We're up 51% since this post was made. A year after this post was made the market was up 15%. 2 months after this post was made the market was up 4.5%. The S&P 500 has never been lower than it was on Oct 28, 2013, since Oct 28, 2013 (at least, based on the resolution in my yahoo chart). Anyone who waited starting then lost money, no matter how perfect they timed a future drop.
I could post dozens of these threads, maybe hundreds, since this forum was started. Occasionally some of them will be right, but the problem is you don't know that until the time is past. Most of them are wrong. Most don't have actionable intel, just general negative feelings that you can't really act on in a productive way. Knowing that the market will probably crash in the next 1-5 years, or might just stagnate or have numerous small corrections, doesn't really help you. The most reliable information we have is the market usually goes up. Because of that long term trend, it's always better to get in as soon as you can, provided you don't need the money soon.

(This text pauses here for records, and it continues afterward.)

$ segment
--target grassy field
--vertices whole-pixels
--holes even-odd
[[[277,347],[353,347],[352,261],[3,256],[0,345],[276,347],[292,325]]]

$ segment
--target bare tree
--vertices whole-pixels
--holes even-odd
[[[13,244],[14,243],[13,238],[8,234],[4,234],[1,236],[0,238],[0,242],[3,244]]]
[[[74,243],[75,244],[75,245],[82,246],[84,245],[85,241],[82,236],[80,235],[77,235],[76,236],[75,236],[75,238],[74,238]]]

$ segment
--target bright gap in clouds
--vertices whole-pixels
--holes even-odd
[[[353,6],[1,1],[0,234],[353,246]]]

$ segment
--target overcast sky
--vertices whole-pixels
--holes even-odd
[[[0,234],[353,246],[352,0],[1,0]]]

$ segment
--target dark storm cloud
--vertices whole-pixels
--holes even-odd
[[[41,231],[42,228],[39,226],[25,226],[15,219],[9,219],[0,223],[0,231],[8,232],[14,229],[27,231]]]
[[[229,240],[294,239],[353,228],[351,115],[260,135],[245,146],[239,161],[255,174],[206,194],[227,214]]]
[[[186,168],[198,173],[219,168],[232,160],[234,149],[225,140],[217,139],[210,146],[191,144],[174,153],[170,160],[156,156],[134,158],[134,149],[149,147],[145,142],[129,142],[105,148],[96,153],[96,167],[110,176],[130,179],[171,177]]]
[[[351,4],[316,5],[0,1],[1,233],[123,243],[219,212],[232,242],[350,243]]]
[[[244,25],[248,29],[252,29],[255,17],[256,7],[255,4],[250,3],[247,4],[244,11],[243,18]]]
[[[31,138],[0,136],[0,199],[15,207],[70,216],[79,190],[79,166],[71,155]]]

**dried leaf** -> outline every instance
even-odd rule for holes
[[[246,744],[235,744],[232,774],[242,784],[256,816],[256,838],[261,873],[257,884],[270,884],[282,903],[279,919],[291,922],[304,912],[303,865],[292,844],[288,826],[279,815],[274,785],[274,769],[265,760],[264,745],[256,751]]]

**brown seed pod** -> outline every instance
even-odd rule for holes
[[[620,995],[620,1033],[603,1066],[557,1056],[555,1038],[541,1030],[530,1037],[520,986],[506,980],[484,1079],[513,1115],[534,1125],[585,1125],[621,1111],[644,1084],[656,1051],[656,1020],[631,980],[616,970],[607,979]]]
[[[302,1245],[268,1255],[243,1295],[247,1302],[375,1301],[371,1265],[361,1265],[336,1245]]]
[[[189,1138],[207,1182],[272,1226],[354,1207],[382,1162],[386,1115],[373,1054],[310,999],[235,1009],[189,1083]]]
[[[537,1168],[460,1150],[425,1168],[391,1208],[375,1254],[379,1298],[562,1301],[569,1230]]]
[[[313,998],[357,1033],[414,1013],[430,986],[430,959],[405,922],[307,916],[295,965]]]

"Get in ASAP, with everything you can afford, for the long term" is a great rule of thumb, but I'd argue that the most import, typically last, and typically hardest thing to be learned about any rule of thumb is when it's not the best option.
A few things to keep in mind: people rightfully talk about the cost of opportunity but given that I'm only talking about sitting on the sidelines for a few days at most (assuming things don't start going up or really tanking) this is a largely mute point, it's not that hard to get lucky once if you have a few things going in your favor and I'd argue that I do (trade war, interest rates...), I'm only planning on doing this once so neither regression to the mean nor cost of opprotunity considerations are relevant, I'm not trying to pick a top AND a bottom (I got out for unrelated reasons) only the next bit of direction, the fact that the market's behaviors don't repeat with sufficient regularity for people to use them to consistently beat the market doesn't mean that zero insights can be gleaned.
I'm not convinced that this is a good idea, I'm just not convinced that it's an innately bad idea just because it's different from what I do the other 99% of the time since this is a different circumstance from the other 99% of the time (at least for me).
If you actually have some sort of insight that gives you the ability to time the market this time, why would you assume you can't do it any other time? Either you can do it or you can't.
Which is more likely:
You have a newfound ability to time the market one time that just so happens to exactly coincide with when your work plan was cashed out.
You see a big chunk of money and are getting a bit greedy/fearful because now it's cash and you have to make a decision. You're for some reason treating it differently than two weeks ago when it was already invested, and presumably you weren't talking about pulling it out to cash (the same decision in reverse) to prevent losses from a drop.